There are several other useful things you can do with a model object saved from the lm function in R. Try playing around with the following:

plot(model) # useful diagnostic plots to assess your model for problems, especially outliers

hist(residuals(model)) # a histogram of your model's residuals

predict(model) # get the predicted values for each observation in your data

predict(model, new_data) # get the predictions your model makes on a new dataset called "new_data"

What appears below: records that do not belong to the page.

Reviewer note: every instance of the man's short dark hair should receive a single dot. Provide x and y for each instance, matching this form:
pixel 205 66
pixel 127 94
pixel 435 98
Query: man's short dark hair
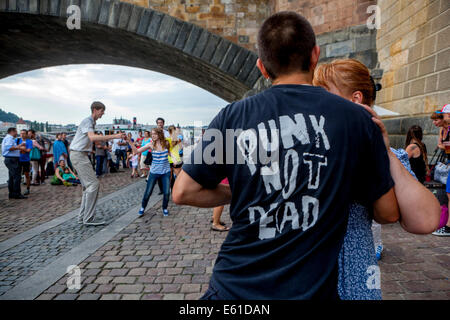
pixel 97 105
pixel 285 43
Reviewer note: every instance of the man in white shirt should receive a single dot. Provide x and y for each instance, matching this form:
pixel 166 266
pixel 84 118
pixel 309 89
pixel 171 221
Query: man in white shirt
pixel 160 123
pixel 80 147
pixel 11 153
pixel 121 151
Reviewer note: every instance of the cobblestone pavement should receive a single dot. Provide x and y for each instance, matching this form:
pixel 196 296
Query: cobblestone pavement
pixel 172 257
pixel 23 260
pixel 17 216
pixel 414 266
pixel 153 258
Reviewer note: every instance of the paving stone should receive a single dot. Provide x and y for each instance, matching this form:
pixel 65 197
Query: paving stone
pixel 190 288
pixel 114 265
pixel 152 296
pixel 131 297
pixel 104 288
pixel 118 272
pixel 128 288
pixel 89 296
pixel 152 288
pixel 66 296
pixel 170 288
pixel 46 296
pixel 110 297
pixel 173 296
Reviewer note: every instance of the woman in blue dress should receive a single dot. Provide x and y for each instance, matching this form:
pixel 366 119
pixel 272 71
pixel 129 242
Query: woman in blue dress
pixel 359 274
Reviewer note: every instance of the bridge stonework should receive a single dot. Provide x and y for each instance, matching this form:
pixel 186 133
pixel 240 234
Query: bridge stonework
pixel 212 43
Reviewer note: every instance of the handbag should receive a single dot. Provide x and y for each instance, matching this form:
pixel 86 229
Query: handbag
pixel 441 171
pixel 35 154
pixel 148 159
pixel 439 155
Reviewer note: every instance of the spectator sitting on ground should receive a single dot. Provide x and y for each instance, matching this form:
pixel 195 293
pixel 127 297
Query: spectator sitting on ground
pixel 63 175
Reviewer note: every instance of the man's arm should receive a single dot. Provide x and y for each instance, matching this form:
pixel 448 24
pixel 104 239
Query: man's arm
pixel 187 191
pixel 419 208
pixel 385 209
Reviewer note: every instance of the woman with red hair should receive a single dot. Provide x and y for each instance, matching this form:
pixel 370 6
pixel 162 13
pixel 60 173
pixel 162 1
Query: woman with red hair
pixel 419 209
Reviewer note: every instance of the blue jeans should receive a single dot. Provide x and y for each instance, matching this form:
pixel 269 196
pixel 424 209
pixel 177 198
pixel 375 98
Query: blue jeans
pixel 99 168
pixel 152 178
pixel 121 154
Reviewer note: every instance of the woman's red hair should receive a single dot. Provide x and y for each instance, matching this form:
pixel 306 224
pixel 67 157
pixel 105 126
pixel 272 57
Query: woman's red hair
pixel 348 76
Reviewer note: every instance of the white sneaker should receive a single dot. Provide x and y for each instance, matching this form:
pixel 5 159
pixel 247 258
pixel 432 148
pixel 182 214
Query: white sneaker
pixel 94 223
pixel 442 232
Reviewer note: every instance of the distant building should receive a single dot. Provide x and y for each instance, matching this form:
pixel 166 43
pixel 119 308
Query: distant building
pixel 5 125
pixel 21 125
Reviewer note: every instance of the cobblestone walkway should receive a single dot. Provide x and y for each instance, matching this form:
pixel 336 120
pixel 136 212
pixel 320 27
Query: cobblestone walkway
pixel 172 257
pixel 23 260
pixel 47 202
pixel 153 258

1. If you want to make your model intercept more informative, you can center your outcome before running the model — then testing whether the intercept estimate is significantly different from zero tells you whether the intercept is significantly different from the mean of your outcome for a patient with 0 for all of your predictor variables.

2. Interactions are notoriously tricky to interpret, so don’t worry if you don’t understand the impact of an interaction just by looking at the coefficient estimates — few people do. Instead, try plotting the lines of best fit for different sub-groups of the data to help you understand how the estimates change for different the levels of your predictors.